IMP
IMP performs integrated analysis of coupled metagenomic and metatranscriptomic datasets to reconstruct microbial genomes and characterize microbial community structure and functional gene expression.
Key Features:
- Robust Read Preprocessing: Performs rigorous preprocessing of raw sequencing reads to produce high-quality input data.
- Iterative Co-Assembly: Employs iterative co-assembly of metagenomic and metatranscriptomic data to optimize reconstruction of microbial genomes.
- Microbial Community Analysis: Provides detailed characterization of microbial community structure and function from integrated multi-omic data.
- Automated Binning: Includes automated binning to classify assembled sequences into genomic bins.
- Genomic Signature-Based Visualizations: Generates visualizations based on genomic signatures to aid interpretation of multi-omic results.
- Reference-Independent Analysis: Operates in a reference-independent manner to support analysis across diverse samples.
- Modular and Reproducible Pipeline: Implements a modular architecture to enable reproducible and customizable analyses.
- Implementation: Implemented using Python and Docker.
Scientific Applications:
- Microbial Ecology: Enables investigation of microbial community dynamics and ecological interactions.

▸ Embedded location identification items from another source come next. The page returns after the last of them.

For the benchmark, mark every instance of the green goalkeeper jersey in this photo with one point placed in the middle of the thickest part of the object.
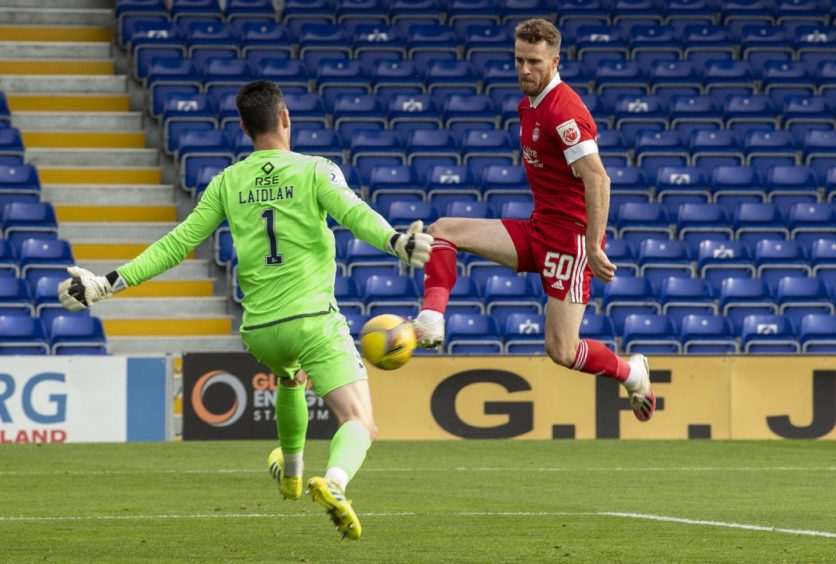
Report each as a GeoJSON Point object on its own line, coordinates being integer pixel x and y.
{"type": "Point", "coordinates": [276, 203]}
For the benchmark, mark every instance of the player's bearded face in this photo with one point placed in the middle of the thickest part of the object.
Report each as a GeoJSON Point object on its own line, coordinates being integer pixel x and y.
{"type": "Point", "coordinates": [535, 64]}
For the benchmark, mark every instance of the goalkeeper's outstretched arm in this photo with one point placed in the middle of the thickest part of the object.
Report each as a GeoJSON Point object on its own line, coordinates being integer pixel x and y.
{"type": "Point", "coordinates": [334, 195]}
{"type": "Point", "coordinates": [85, 288]}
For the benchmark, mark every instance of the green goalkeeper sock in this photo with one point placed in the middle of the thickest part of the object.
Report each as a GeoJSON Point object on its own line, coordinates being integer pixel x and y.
{"type": "Point", "coordinates": [292, 425]}
{"type": "Point", "coordinates": [348, 450]}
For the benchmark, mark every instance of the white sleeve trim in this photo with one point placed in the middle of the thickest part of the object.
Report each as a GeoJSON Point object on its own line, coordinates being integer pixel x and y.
{"type": "Point", "coordinates": [582, 149]}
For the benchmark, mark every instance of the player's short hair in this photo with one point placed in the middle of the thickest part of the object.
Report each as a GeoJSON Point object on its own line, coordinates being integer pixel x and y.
{"type": "Point", "coordinates": [259, 103]}
{"type": "Point", "coordinates": [536, 30]}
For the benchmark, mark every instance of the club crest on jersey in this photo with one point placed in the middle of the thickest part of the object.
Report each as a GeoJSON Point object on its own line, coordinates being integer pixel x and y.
{"type": "Point", "coordinates": [569, 132]}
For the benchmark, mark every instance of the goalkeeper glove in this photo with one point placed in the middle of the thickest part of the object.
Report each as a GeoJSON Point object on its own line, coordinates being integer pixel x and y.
{"type": "Point", "coordinates": [85, 288]}
{"type": "Point", "coordinates": [414, 246]}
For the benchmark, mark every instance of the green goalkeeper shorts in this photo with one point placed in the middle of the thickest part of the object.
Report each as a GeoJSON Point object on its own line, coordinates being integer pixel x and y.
{"type": "Point", "coordinates": [321, 345]}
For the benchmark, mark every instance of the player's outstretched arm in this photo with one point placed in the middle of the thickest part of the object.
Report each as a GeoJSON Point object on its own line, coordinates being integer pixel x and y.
{"type": "Point", "coordinates": [597, 197]}
{"type": "Point", "coordinates": [84, 288]}
{"type": "Point", "coordinates": [414, 246]}
{"type": "Point", "coordinates": [334, 195]}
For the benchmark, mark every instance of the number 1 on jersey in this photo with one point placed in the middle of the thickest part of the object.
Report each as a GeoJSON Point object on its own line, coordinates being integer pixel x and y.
{"type": "Point", "coordinates": [274, 258]}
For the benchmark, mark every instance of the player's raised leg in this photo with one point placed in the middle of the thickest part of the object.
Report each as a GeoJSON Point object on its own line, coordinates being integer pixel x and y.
{"type": "Point", "coordinates": [352, 406]}
{"type": "Point", "coordinates": [486, 238]}
{"type": "Point", "coordinates": [286, 463]}
{"type": "Point", "coordinates": [563, 345]}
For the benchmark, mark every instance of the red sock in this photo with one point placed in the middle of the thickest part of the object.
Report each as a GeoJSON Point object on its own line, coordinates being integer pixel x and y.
{"type": "Point", "coordinates": [440, 275]}
{"type": "Point", "coordinates": [594, 357]}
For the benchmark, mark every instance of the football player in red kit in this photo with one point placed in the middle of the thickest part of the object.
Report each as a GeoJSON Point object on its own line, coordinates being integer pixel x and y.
{"type": "Point", "coordinates": [563, 240]}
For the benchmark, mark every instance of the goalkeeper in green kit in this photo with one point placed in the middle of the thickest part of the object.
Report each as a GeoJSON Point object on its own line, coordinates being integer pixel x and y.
{"type": "Point", "coordinates": [276, 203]}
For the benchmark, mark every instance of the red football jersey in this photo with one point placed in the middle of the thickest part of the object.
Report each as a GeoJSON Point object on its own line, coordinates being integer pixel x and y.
{"type": "Point", "coordinates": [556, 129]}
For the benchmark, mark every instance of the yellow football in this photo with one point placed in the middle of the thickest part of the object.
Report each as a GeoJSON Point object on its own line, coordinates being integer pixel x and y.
{"type": "Point", "coordinates": [387, 341]}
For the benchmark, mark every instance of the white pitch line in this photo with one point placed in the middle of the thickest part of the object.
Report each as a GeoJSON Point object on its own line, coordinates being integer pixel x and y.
{"type": "Point", "coordinates": [719, 524]}
{"type": "Point", "coordinates": [152, 471]}
{"type": "Point", "coordinates": [644, 516]}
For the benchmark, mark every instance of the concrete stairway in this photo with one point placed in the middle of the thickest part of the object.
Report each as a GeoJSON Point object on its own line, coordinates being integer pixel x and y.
{"type": "Point", "coordinates": [74, 112]}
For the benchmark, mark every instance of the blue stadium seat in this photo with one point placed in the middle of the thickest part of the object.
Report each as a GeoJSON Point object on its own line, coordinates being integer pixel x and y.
{"type": "Point", "coordinates": [210, 34]}
{"type": "Point", "coordinates": [322, 142]}
{"type": "Point", "coordinates": [446, 73]}
{"type": "Point", "coordinates": [516, 210]}
{"type": "Point", "coordinates": [662, 258]}
{"type": "Point", "coordinates": [357, 107]}
{"type": "Point", "coordinates": [613, 73]}
{"type": "Point", "coordinates": [447, 184]}
{"type": "Point", "coordinates": [524, 333]}
{"type": "Point", "coordinates": [18, 182]}
{"type": "Point", "coordinates": [323, 37]}
{"type": "Point", "coordinates": [472, 10]}
{"type": "Point", "coordinates": [660, 148]}
{"type": "Point", "coordinates": [22, 335]}
{"type": "Point", "coordinates": [288, 72]}
{"type": "Point", "coordinates": [340, 72]}
{"type": "Point", "coordinates": [724, 75]}
{"type": "Point", "coordinates": [636, 221]}
{"type": "Point", "coordinates": [776, 259]}
{"type": "Point", "coordinates": [817, 334]}
{"type": "Point", "coordinates": [475, 210]}
{"type": "Point", "coordinates": [15, 297]}
{"type": "Point", "coordinates": [701, 110]}
{"type": "Point", "coordinates": [719, 260]}
{"type": "Point", "coordinates": [375, 143]}
{"type": "Point", "coordinates": [355, 322]}
{"type": "Point", "coordinates": [756, 221]}
{"type": "Point", "coordinates": [627, 295]}
{"type": "Point", "coordinates": [768, 334]}
{"type": "Point", "coordinates": [11, 143]}
{"type": "Point", "coordinates": [413, 109]}
{"type": "Point", "coordinates": [347, 295]}
{"type": "Point", "coordinates": [391, 294]}
{"type": "Point", "coordinates": [707, 334]}
{"type": "Point", "coordinates": [465, 297]}
{"type": "Point", "coordinates": [620, 252]}
{"type": "Point", "coordinates": [798, 297]}
{"type": "Point", "coordinates": [740, 297]}
{"type": "Point", "coordinates": [598, 327]}
{"type": "Point", "coordinates": [733, 185]}
{"type": "Point", "coordinates": [639, 111]}
{"type": "Point", "coordinates": [648, 333]}
{"type": "Point", "coordinates": [819, 147]}
{"type": "Point", "coordinates": [23, 219]}
{"type": "Point", "coordinates": [427, 148]}
{"type": "Point", "coordinates": [8, 260]}
{"type": "Point", "coordinates": [810, 222]}
{"type": "Point", "coordinates": [698, 222]}
{"type": "Point", "coordinates": [72, 334]}
{"type": "Point", "coordinates": [713, 148]}
{"type": "Point", "coordinates": [472, 334]}
{"type": "Point", "coordinates": [676, 186]}
{"type": "Point", "coordinates": [682, 296]}
{"type": "Point", "coordinates": [218, 72]}
{"type": "Point", "coordinates": [390, 183]}
{"type": "Point", "coordinates": [781, 78]}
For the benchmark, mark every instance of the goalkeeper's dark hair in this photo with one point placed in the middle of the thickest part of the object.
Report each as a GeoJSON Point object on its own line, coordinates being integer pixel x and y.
{"type": "Point", "coordinates": [259, 103]}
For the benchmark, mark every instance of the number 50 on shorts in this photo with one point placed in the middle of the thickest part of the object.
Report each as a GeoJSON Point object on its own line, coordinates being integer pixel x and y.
{"type": "Point", "coordinates": [558, 266]}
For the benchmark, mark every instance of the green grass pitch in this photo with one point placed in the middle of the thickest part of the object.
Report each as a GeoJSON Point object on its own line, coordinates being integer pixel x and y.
{"type": "Point", "coordinates": [460, 501]}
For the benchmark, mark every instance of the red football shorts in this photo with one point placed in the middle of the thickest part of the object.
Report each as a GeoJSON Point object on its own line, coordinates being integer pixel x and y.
{"type": "Point", "coordinates": [558, 254]}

- Environmental Microbiology: Supports studies of environmental impacts on microbial ecosystems.
- Systems Biology: Facilitates integrated multi-omic analysis of microbial system function.
- Functional Gene Expression Analysis: Enables characterization of functional gene expression using metatranscriptomic data.
- Genome-Resolved Studies: Supports reconstruction and downstream analysis of microbial genomes from complex samples.
Methodology:
Performs rigorous read preprocessing, iterative co-assembly of metagenomic and metatranscriptomic reads, automated binning, and genomic-signature-based visualization in a reference-independent, modular workflow implemented in Python and Docker.
Topics
Details
- License:
- MIT
- Tool Type:
- command-line tool, workflow
- Programming Languages:
- R, JavaScript, Perl, Python, Shell
- Added:
- 5/24/2018
- Last Updated:
- 11/25/2024
Operations
Publications
Narayanasamy S, Jarosz Y, Muller EEL, Heintz-Buschart A, Herold M, Kaysen A, Laczny CC, Pinel N, May P, Wilmes P. IMP: a pipeline for reproducible reference-independent integrated metagenomic and metatranscriptomic analyses. Genome Biology. 2016;17(1). doi:10.1186/s13059-016-1116-8. PMID:27986083. PMCID:PMC5159968.